Statista features promising statistics on the Enterprise Software market value worldwide from 2013 to 2019, reflecting the current situation in this field. Considering how Gartner estimated that “the market will reach $521.8 billion in 2021” in one of his updates, it may be that the reality would even surpass the initial forecasts.


LASTING Software holds a 22+ year experience in Enterprise Software solutions. As we implemented and built computer software systems for various clients across industries, we have seen this market experience a solid growth. New technologies empowered the business activities, and the companies adopted them into their ERPs.

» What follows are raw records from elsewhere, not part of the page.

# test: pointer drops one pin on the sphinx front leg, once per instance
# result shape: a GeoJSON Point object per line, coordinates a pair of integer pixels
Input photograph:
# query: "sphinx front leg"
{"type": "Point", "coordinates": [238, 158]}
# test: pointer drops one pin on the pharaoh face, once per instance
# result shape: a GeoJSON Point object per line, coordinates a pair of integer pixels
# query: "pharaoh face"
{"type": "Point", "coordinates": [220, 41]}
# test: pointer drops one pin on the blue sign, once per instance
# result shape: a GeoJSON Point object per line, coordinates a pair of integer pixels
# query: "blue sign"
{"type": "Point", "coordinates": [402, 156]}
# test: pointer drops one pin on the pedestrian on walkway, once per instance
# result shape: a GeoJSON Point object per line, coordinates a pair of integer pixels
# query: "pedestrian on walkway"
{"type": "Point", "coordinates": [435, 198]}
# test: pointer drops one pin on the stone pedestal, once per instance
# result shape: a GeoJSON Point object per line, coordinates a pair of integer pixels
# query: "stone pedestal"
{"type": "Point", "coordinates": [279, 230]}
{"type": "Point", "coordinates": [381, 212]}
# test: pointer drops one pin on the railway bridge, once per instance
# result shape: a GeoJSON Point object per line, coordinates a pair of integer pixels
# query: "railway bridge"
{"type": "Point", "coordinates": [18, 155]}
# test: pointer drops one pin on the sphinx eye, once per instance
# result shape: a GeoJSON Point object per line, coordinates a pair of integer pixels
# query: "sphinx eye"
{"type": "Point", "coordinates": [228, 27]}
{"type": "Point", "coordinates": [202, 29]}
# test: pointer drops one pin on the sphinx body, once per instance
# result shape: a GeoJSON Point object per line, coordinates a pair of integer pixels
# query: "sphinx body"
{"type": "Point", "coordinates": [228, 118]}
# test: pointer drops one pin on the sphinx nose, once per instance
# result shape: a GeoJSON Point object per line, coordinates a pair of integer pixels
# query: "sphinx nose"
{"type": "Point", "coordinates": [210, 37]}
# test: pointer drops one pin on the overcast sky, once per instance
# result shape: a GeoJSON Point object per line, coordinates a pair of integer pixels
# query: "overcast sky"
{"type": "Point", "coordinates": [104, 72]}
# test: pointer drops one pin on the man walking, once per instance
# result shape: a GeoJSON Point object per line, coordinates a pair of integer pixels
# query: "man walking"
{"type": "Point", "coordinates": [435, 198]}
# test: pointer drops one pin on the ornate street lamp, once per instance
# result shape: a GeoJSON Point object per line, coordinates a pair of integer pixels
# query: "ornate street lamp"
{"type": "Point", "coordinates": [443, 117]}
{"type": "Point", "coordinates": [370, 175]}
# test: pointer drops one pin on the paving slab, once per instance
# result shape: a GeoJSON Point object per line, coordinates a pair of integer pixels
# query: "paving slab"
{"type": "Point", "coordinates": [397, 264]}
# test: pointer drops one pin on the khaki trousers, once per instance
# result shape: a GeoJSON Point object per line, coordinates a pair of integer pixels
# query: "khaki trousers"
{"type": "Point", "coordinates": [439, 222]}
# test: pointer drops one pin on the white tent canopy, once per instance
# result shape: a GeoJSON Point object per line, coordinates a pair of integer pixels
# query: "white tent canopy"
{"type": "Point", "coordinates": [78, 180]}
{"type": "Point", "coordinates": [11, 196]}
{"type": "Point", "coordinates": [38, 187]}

We delivered innovative add-on extensions, as well as stand-alone components and integrated solutions. Our team provided solutions for our clients in the manufacturing, process control and materials planning areas (and not only).

 

In summary…

More than 10000 users on all continents use our solutions in any one day. The reports we have created increase speed 30fold for users across the globe. They have become their software of choice. We understand ERP systems and we customized them as requested, for a positive impact on the daily activities of those using it.

 

Takeaway

LASTING Software always adapts to your requests. Our teams feature experienced software engineers, innovators, and hands-on leaders.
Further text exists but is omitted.